You Must Have A Trading Strategy Before You Start To Trade The Forex
If you are new to the world of currency trading then, before you open your first trade, you have to draw up a trading strategy. The Forex market is one of the world’s most lucrative and exciting markets, but it is also extremely fast moving and volatile and, while you can make huge profits, you can also make large if you do not have a very clearly defined plan of action.
There are numerous different foreign currency trading strategies which you can adopt and you will need to draw up a strategy that suits you. At the end of the day, exactly what sort of strategy you decide to adopt is largely immaterial but, what is important, is that you pick a strategy before you start trading.
Many traders nowadays choose to base their strategy on a technical approach to trading while others prefer to follow a fundamental approach. Either approach is fine but the really successful traders will tell you that the true secret is to be found in not selecting either but in combining the two methods.
Technical analysis holds that prices follow trends and that markets possess clearly identifiable patterns which can be recognized if you know what you are looking for. Both knowledge and experience play an important role in technical analysis but here it is a case of experience and knowledge of not simply the patterns in the market but of working with the vast array of tools which are available to the technical analyst.
Many traders and technical analysts like to use what are referred to as support and resistance levels. In this case a support price is a low price to which a currency constantly returns, effectively representing the bottom of the market or the price that supports the market. A resistance price by contrast is the high price which a currency reaches from time to time but over which it tends to resist rising.

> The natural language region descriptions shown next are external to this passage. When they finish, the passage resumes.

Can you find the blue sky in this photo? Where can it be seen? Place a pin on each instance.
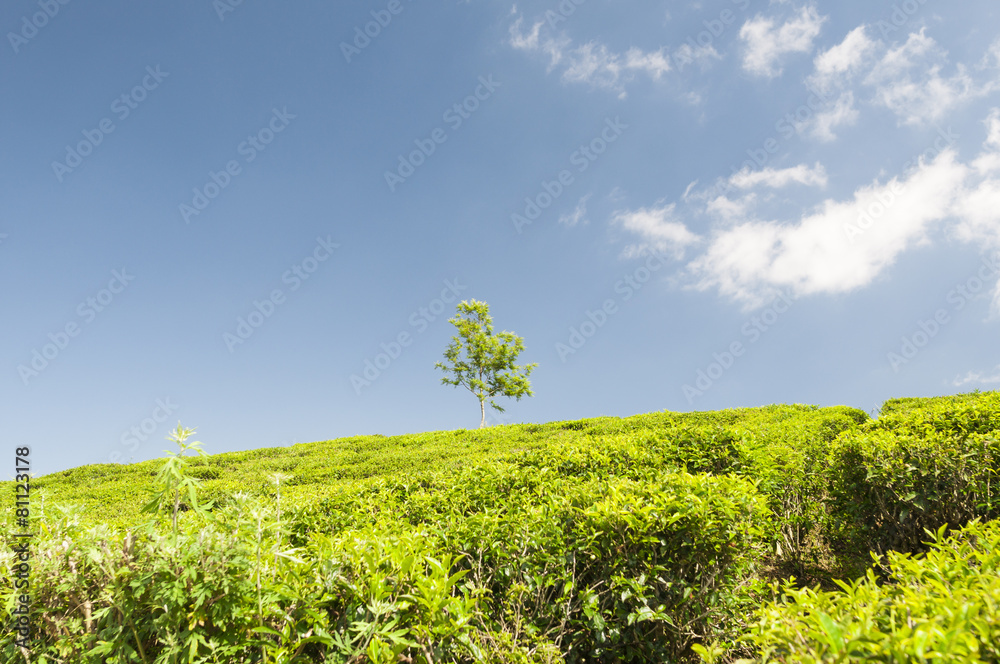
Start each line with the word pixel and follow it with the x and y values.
pixel 218 213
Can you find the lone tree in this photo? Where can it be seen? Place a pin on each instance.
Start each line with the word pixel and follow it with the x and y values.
pixel 483 361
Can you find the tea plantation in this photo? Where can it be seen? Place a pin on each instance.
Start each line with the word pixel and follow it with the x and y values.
pixel 786 533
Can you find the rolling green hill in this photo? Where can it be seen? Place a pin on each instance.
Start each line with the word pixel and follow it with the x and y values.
pixel 657 537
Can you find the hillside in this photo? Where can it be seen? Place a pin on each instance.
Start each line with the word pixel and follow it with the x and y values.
pixel 657 537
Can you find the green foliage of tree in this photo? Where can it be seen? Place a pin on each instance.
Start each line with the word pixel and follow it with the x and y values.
pixel 173 478
pixel 483 361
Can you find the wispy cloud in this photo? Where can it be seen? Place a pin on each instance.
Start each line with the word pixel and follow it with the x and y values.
pixel 777 178
pixel 911 80
pixel 980 377
pixel 592 62
pixel 766 43
pixel 837 245
pixel 658 228
pixel 578 215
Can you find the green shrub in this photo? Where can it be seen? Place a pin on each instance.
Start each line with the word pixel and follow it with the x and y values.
pixel 888 485
pixel 943 606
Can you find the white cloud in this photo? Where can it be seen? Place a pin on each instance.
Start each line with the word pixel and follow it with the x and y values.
pixel 728 209
pixel 981 377
pixel 766 44
pixel 659 229
pixel 777 178
pixel 838 64
pixel 592 62
pixel 749 262
pixel 686 54
pixel 908 81
pixel 842 113
pixel 578 215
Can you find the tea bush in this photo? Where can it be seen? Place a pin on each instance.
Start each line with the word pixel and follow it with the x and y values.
pixel 917 467
pixel 942 606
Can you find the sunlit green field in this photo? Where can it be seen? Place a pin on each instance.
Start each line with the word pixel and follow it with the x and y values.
pixel 658 537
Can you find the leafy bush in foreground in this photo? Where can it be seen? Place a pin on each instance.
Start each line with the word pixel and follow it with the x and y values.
pixel 915 469
pixel 942 606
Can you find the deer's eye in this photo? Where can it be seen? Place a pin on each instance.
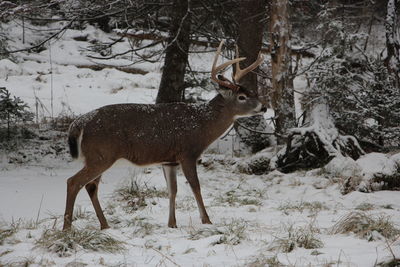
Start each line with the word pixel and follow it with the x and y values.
pixel 242 97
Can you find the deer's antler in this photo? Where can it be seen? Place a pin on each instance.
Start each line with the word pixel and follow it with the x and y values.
pixel 215 69
pixel 240 73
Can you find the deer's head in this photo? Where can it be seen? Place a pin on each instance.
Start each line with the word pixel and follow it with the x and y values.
pixel 243 101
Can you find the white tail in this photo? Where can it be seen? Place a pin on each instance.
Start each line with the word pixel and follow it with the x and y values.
pixel 167 134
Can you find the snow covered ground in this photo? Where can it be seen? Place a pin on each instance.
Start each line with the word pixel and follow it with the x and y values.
pixel 297 219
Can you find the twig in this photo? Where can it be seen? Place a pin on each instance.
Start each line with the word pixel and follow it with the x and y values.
pixel 40 207
pixel 166 257
pixel 260 132
pixel 41 43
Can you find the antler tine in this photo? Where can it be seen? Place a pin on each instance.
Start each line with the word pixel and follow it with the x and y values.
pixel 215 69
pixel 240 73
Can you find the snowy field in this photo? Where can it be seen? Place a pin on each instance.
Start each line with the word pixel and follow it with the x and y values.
pixel 275 219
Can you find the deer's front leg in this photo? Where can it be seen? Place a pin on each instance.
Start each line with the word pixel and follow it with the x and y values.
pixel 170 177
pixel 189 169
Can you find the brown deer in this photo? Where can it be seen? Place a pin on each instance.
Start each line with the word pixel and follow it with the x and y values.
pixel 168 134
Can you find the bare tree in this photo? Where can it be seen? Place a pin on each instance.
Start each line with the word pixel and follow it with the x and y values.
pixel 251 28
pixel 176 57
pixel 282 98
pixel 392 40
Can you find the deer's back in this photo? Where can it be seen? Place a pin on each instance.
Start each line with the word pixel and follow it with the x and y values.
pixel 144 134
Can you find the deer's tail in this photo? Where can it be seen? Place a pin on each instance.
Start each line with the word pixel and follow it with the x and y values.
pixel 74 140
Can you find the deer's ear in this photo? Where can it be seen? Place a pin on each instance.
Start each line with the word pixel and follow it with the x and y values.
pixel 224 91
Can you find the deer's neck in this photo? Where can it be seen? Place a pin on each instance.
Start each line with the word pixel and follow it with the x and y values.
pixel 222 117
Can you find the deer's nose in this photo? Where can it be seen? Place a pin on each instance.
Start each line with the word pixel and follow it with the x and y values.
pixel 263 108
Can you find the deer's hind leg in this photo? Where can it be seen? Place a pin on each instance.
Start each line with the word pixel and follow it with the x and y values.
pixel 75 183
pixel 92 188
pixel 170 177
pixel 189 169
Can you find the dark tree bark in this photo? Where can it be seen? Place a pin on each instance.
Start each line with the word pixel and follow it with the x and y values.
pixel 251 30
pixel 282 98
pixel 176 54
pixel 392 40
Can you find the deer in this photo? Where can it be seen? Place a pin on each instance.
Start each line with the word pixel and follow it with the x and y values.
pixel 169 134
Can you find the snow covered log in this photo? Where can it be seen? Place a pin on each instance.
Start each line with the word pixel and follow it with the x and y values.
pixel 315 145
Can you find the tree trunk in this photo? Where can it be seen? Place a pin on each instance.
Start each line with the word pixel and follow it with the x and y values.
pixel 176 54
pixel 250 43
pixel 282 98
pixel 392 40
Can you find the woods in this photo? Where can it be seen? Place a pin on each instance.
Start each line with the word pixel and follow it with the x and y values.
pixel 290 155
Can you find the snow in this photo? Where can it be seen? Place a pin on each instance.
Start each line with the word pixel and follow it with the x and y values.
pixel 35 191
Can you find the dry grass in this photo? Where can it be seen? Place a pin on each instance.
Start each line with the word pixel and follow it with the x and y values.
pixel 135 193
pixel 302 237
pixel 262 260
pixel 5 233
pixel 366 226
pixel 232 233
pixel 237 197
pixel 312 207
pixel 65 242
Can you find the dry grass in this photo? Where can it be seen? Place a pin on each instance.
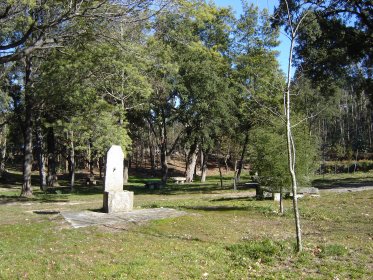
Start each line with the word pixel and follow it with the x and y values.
pixel 225 235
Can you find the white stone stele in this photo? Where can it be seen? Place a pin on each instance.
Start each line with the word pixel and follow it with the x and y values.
pixel 115 199
pixel 276 196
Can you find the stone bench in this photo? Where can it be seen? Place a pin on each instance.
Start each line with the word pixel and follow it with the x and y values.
pixel 152 185
pixel 178 180
pixel 262 192
pixel 247 185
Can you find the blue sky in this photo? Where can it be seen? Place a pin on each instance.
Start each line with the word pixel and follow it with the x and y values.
pixel 283 48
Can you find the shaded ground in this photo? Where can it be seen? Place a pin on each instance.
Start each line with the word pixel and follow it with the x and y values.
pixel 119 220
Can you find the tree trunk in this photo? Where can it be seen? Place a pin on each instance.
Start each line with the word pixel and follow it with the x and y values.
pixel 90 158
pixel 125 171
pixel 291 151
pixel 51 146
pixel 72 161
pixel 41 161
pixel 191 162
pixel 151 154
pixel 164 164
pixel 101 166
pixel 281 202
pixel 240 165
pixel 220 174
pixel 3 149
pixel 27 133
pixel 204 158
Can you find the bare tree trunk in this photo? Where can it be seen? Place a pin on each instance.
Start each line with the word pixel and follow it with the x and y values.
pixel 191 162
pixel 220 173
pixel 51 146
pixel 204 158
pixel 41 161
pixel 3 144
pixel 125 171
pixel 72 161
pixel 164 164
pixel 101 166
pixel 27 133
pixel 281 202
pixel 151 154
pixel 241 163
pixel 90 158
pixel 291 151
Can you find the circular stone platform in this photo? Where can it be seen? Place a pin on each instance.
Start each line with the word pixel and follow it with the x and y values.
pixel 91 218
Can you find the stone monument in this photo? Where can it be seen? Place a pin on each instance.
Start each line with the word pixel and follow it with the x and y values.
pixel 115 199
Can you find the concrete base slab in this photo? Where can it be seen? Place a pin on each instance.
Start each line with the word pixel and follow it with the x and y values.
pixel 118 201
pixel 90 218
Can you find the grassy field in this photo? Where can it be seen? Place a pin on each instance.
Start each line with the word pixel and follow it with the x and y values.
pixel 225 235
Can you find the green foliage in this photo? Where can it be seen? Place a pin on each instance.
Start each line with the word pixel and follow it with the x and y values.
pixel 268 152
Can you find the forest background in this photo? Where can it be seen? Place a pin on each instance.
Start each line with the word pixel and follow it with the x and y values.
pixel 182 79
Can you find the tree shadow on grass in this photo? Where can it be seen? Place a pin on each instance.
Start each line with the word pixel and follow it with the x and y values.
pixel 241 198
pixel 6 199
pixel 343 183
pixel 175 189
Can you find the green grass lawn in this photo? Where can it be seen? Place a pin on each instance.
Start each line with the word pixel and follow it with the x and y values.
pixel 225 235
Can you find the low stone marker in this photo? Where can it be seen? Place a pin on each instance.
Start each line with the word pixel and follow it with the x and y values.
pixel 115 199
pixel 179 180
pixel 276 196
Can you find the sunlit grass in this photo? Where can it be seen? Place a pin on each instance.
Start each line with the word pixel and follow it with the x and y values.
pixel 226 235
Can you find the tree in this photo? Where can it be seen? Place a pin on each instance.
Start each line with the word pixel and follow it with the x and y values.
pixel 269 156
pixel 32 26
pixel 257 73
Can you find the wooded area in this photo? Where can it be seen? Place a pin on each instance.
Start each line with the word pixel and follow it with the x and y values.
pixel 186 79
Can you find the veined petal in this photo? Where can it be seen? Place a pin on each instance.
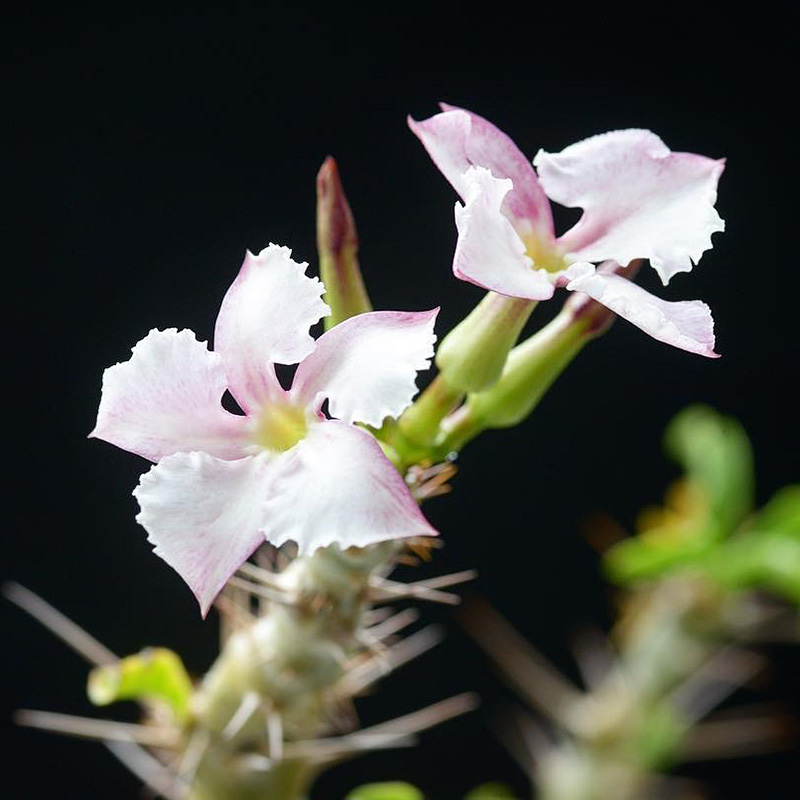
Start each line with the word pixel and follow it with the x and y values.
pixel 204 516
pixel 367 365
pixel 337 486
pixel 264 320
pixel 167 398
pixel 686 324
pixel 489 252
pixel 457 139
pixel 639 199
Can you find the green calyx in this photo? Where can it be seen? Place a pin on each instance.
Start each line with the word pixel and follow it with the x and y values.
pixel 471 357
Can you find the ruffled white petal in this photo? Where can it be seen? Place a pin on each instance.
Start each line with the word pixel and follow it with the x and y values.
pixel 686 324
pixel 639 199
pixel 489 252
pixel 457 139
pixel 204 516
pixel 337 486
pixel 167 398
pixel 264 320
pixel 367 365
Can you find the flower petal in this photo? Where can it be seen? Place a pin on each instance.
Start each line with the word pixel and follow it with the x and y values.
pixel 337 486
pixel 367 365
pixel 458 139
pixel 264 320
pixel 167 398
pixel 686 324
pixel 639 199
pixel 489 252
pixel 204 516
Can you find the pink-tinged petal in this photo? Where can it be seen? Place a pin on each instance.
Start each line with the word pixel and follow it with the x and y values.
pixel 457 139
pixel 639 199
pixel 167 399
pixel 204 516
pixel 489 252
pixel 686 324
pixel 367 365
pixel 337 487
pixel 264 320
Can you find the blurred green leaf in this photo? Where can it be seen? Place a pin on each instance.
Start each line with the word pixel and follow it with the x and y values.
pixel 658 741
pixel 394 790
pixel 768 560
pixel 708 505
pixel 491 791
pixel 154 674
pixel 715 453
pixel 782 512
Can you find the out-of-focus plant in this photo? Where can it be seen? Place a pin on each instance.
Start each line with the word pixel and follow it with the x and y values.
pixel 705 578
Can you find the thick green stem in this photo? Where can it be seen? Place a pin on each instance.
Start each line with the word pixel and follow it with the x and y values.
pixel 472 355
pixel 278 679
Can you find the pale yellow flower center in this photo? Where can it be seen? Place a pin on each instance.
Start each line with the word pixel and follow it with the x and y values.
pixel 543 254
pixel 280 426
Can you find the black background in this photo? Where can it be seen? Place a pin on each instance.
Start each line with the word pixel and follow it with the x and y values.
pixel 148 150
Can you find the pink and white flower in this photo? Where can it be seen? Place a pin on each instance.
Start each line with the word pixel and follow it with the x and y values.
pixel 224 483
pixel 639 200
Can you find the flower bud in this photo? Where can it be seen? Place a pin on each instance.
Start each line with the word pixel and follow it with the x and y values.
pixel 337 244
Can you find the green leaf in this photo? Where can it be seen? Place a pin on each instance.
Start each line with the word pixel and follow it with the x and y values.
pixel 394 790
pixel 154 674
pixel 716 455
pixel 491 791
pixel 757 559
pixel 782 512
pixel 659 739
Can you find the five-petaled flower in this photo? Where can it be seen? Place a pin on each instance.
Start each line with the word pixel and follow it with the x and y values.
pixel 285 470
pixel 639 200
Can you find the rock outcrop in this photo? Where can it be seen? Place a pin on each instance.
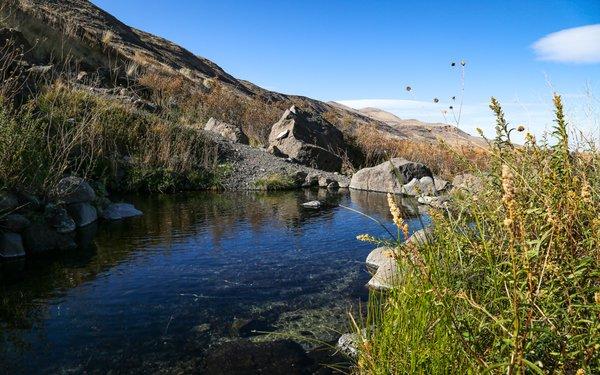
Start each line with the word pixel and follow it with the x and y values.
pixel 228 131
pixel 399 176
pixel 307 139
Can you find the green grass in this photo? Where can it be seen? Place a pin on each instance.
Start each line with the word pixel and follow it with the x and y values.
pixel 275 181
pixel 509 282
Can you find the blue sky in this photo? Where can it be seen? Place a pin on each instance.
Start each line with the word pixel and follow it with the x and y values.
pixel 367 52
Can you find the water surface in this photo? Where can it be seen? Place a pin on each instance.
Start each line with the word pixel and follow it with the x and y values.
pixel 154 293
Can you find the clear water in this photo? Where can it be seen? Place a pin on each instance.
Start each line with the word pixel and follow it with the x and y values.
pixel 154 293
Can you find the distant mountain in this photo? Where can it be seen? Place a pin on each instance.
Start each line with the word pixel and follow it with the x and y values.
pixel 97 41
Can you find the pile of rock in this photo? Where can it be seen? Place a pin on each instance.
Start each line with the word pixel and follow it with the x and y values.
pixel 399 176
pixel 30 226
pixel 307 139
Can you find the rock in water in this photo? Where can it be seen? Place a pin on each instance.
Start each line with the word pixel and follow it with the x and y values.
pixel 83 214
pixel 39 238
pixel 117 211
pixel 312 204
pixel 11 246
pixel 308 139
pixel 284 357
pixel 74 190
pixel 390 176
pixel 231 132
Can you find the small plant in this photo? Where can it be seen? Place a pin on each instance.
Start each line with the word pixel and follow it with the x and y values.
pixel 509 280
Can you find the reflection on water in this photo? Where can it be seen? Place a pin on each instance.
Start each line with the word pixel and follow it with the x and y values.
pixel 154 293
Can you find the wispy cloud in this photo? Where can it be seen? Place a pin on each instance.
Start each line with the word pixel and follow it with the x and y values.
pixel 576 45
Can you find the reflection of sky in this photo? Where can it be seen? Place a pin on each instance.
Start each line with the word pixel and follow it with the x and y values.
pixel 199 272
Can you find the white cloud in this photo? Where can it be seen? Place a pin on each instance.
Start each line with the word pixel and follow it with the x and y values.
pixel 576 45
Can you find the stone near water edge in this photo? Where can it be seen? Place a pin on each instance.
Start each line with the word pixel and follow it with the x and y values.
pixel 40 238
pixel 11 246
pixel 380 256
pixel 348 344
pixel 59 219
pixel 8 202
pixel 74 190
pixel 83 214
pixel 386 277
pixel 390 176
pixel 118 211
pixel 14 222
pixel 228 131
pixel 312 204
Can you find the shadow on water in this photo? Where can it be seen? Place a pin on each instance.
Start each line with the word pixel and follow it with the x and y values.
pixel 156 292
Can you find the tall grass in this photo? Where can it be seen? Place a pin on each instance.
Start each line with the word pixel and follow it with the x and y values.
pixel 509 280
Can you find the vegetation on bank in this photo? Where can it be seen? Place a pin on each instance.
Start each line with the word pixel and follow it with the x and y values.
pixel 509 279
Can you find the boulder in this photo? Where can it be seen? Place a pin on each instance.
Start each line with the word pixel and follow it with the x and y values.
pixel 117 211
pixel 59 219
pixel 386 277
pixel 308 139
pixel 284 357
pixel 311 180
pixel 40 238
pixel 11 246
pixel 14 222
pixel 74 190
pixel 390 176
pixel 325 181
pixel 231 132
pixel 83 213
pixel 312 204
pixel 380 256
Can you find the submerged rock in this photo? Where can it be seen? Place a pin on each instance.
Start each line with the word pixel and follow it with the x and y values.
pixel 117 211
pixel 312 204
pixel 11 246
pixel 39 238
pixel 284 357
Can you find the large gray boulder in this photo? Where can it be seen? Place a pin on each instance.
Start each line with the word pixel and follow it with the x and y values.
pixel 398 176
pixel 83 214
pixel 228 131
pixel 307 139
pixel 11 246
pixel 74 190
pixel 117 211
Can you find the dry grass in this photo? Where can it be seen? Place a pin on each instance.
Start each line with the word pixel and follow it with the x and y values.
pixel 444 160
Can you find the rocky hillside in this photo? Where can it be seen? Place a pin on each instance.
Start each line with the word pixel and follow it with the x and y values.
pixel 97 42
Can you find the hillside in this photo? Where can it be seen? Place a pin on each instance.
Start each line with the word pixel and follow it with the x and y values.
pixel 96 41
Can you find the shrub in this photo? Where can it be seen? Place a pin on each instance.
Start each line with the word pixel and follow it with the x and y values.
pixel 512 272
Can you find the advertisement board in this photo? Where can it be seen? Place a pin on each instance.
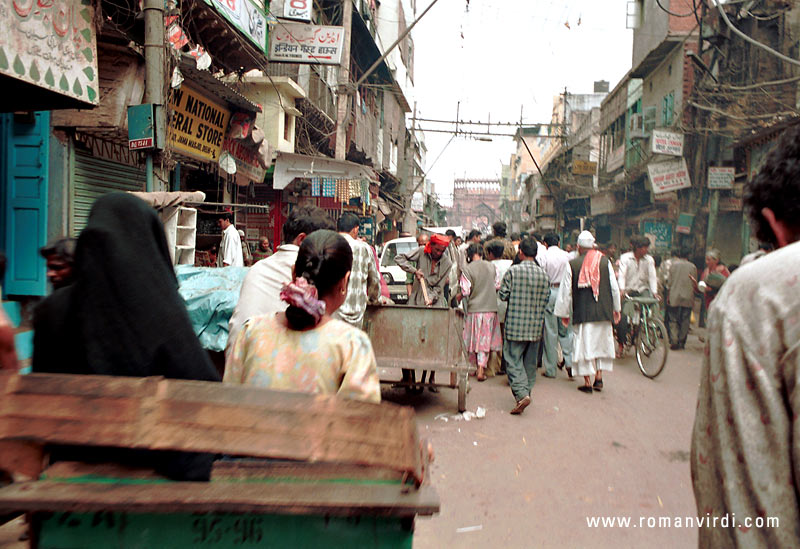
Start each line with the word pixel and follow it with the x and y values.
pixel 721 177
pixel 51 45
pixel 664 142
pixel 247 17
pixel 198 124
pixel 300 43
pixel 297 9
pixel 669 176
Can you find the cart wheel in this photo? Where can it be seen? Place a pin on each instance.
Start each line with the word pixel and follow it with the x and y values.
pixel 462 391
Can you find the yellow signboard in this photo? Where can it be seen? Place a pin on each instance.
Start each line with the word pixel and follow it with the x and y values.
pixel 582 167
pixel 198 124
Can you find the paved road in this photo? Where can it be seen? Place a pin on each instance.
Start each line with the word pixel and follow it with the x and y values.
pixel 532 480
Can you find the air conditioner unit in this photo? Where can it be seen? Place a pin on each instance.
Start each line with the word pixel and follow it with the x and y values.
pixel 636 126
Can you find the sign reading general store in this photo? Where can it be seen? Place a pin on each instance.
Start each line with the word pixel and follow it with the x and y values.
pixel 664 142
pixel 198 124
pixel 721 178
pixel 299 43
pixel 669 176
pixel 51 45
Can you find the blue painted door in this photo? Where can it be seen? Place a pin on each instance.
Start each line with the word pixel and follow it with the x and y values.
pixel 25 163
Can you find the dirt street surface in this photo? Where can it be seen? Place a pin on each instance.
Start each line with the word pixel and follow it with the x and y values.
pixel 533 480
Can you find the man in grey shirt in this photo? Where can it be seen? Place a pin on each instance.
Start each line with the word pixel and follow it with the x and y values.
pixel 681 283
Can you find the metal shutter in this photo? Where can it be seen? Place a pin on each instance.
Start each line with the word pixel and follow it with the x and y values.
pixel 92 178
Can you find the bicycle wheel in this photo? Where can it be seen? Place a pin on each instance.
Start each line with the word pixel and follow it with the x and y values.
pixel 651 348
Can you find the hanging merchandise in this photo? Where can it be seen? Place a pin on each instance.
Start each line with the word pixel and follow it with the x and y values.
pixel 175 33
pixel 177 78
pixel 353 189
pixel 328 187
pixel 227 163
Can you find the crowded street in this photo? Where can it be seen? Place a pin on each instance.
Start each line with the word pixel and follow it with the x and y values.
pixel 399 274
pixel 534 480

These two levels are considered to be important because once the price of a currency drops below its support level it will usually continue to drop and, similarly, once the price exceeds its resistance level it will continue to climb.
It is also common for technical analysts to make use of moving averages which show the average price of a currency over a given period of time within a longer time period. This is extremely helpful for removing short term fluctuations in a currency price and producing a clearer view of currency price movements over time.
Of course these are simply two of the tools available to traders who are following a technical approach and there is a wide range of far more complex and powerful tools available nawdays.
In addition to technical analysis, many traders also have a string belief in fundamental analysis which says that currency prices move in response to a wide range of factors including political events, changes in trading patterns and trade agreements, economic numbers, interest rates, employment figures and a great deal more.
Fundamental analysis is complex and requires considerably knowledge and experience to master, which is unquestionably one reason why many new traders are drawn towards technical analysis and tend to make use of fundamental analysis to a limited degree at first while they gain the knowledge and skills needed to put it to work successfully.
Technical and fundamental analyses of course are not in themselves trading strategies but provide the foundation on which you will need to build your strategy. Your starting point should be to select the foundation on which you wish to analyze the market and therefore make your trading decisions. Once this has been done you then have to look carefully at the mechanics of your trading and it is detailing exactly how you intend to trade which forms your Forex trading strategy.
Finally, do not forget that developing a trading strategy is something that needs to be done right at the beginning of your trading career and that you must take full advantage of your ability to run a simulated Forex trading account and a mini Forex trading account to build your strategy.